When it comes to cloud security, you have to know what areas to look at if you want to create an efficient strategy. Let’s look at five areas that should be considered when implementing cloud security.
1. The Cloud’s Architecture
For businesses that have implemented the cloud, it typically means that some (or all) of the IT’s infrastructure is outsourced. Even those who do outsource some or all of the infrastructure are still required to understand the architecture and handle cloud security. Understanding the limitations of your cloud service will help you determine what you and your provider are responsible for.
Depending on the chosen service provider, more of the security responsibility may fall on the business, not the cloud infrastructure. The security set up will fall on the enterprise for a service provider that is only an Infrastructure-as-a-Service (IaaS).
2. Security Compliance
Once you have the architecture down, you need to know exactly what is required to remain compliant. Countries around the world are imposing data privacy regulations – those found out of compliance find themselves facing fines when they don’t protect their users’ data. Keeping the security of your cloud compliant requires constant research and staying up to date on all of the rules and regulations for your specific organization, business, or enterprise.
If you find your company is either getting fines regularly because of the lack of compliance or hackers are nesting, it might be worth looking at your cloud security infrastructure. If there is a weakness or hole in this, you can rest assured that the wrong party is going to infiltrate if you do not have the right compliance practices.
3. Practicing Due Diligence
Due diligence is practiced in many areas of your business, enterprise, or organization – why not include it in your cloud security structure? To have a good due diligence practice, you must constantly analyze and review the compliance within the infrastructure. Due diligence must also include technology based training courses. A good due diligence policy will help keep your facility from falling prey to hackers who are constantly finding new points of entry into your cloud.
Have you ever dealt with a hacker within your cloud? They always seem to be a step ahead of you. Just when your IT department thinks they have mitigated one risk, a back door pops up. Implementing due diligence helps to detour some targets that might be on your cloud’s back.
4. Monitoring and Visibility
Having cyber security tools that keep your employees and others who use your cloud honest is not a bad idea. It is not that you don’t trust your employees or clients, but you make a promise to protect their data and uphold that promise. One way to do this is to implement tools, outside of the cloud’s infrastructure – often in the form of a software overlay. One of the best parts about using the right overlay is that it is compatible with all parts of your cloud’s infrastructure and integrates.

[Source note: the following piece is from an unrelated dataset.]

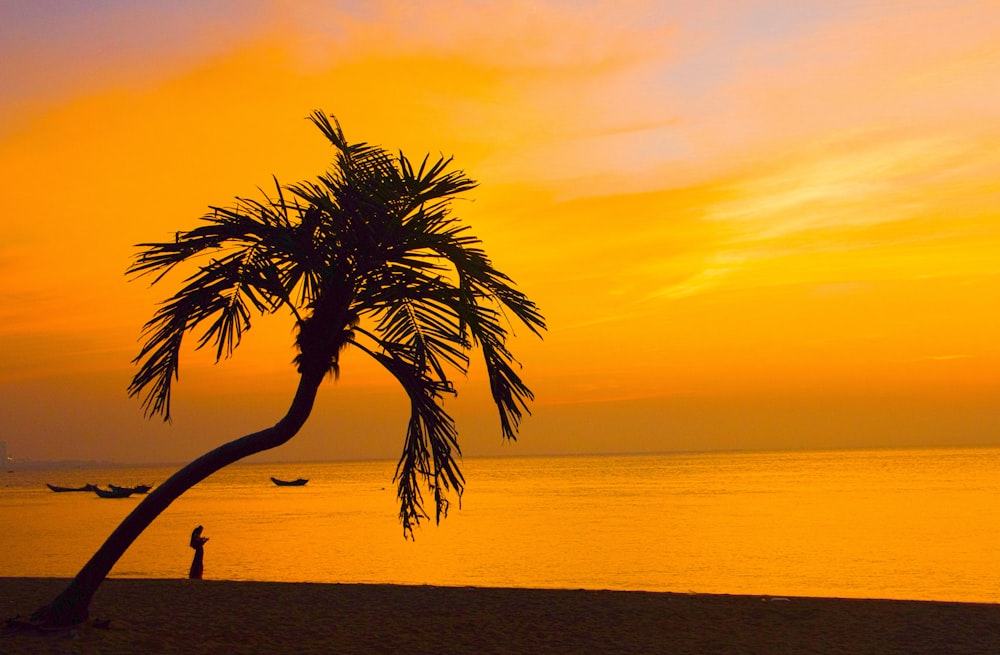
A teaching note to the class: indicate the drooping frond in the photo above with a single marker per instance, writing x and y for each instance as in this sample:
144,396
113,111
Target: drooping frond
366,255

Other tools that fall into the monitoring and visibility category are the tools that allow you to view and monitor the network’s activity. Unauthorized use could be a hacker working their way into your cloud. Ultimately, these hackers will end up with personal and sensitive information.
Having visibility allows for your IT professionals to have the opportunity to seek and find risks or potential entry points before they happen. You want to be able to passively and actively monitor your cloud’s infrastructure and cloud security.
The harder the password, the less likely it is to be cracked – both a question and a statement. Depending on the level of security, your authentication management may be extensive, or it may be light (which equals vulnerable). There are different levels of security needed for businesses, organizations, and enterprises. Larger corporations that handle a lot of client data are likely to have an extremely high-tech authentication process. Whereas a smaller business may not pay for such an extensive level of the same type of service.
Many companies will also back up their data remotely or incorporate data loss prevention tools specifically for this purpose. If all you have and use is the cloud, and it becomes compromised, what do you have? Providing the right credentials are provided, you might find yourself required to prove yourself before gaining access to any cloud product or service within your given company.
Your Cloud Security Matters
People put alarms on their homes and cars. They do this to provide a layer of protection from those who may be inclined to do them harm. Why wouldn’t you do this for your business? More and more owners are converting to cloud-based infrastructures and products, which means that instead of a “physical” threat on the street, there is one lurking in the online shadows.
Data preservation is the name of the game, especially when working with higher profile clients or higher volumes. After all, that is why there are regulations in place to ensure that data is kept safe and secure. That is why cyber and cloud security goes hand-in-hand – online, there is a lot that can happen, especially behind the scenes. Having the right cloud security implemented from the very beginning can change everything.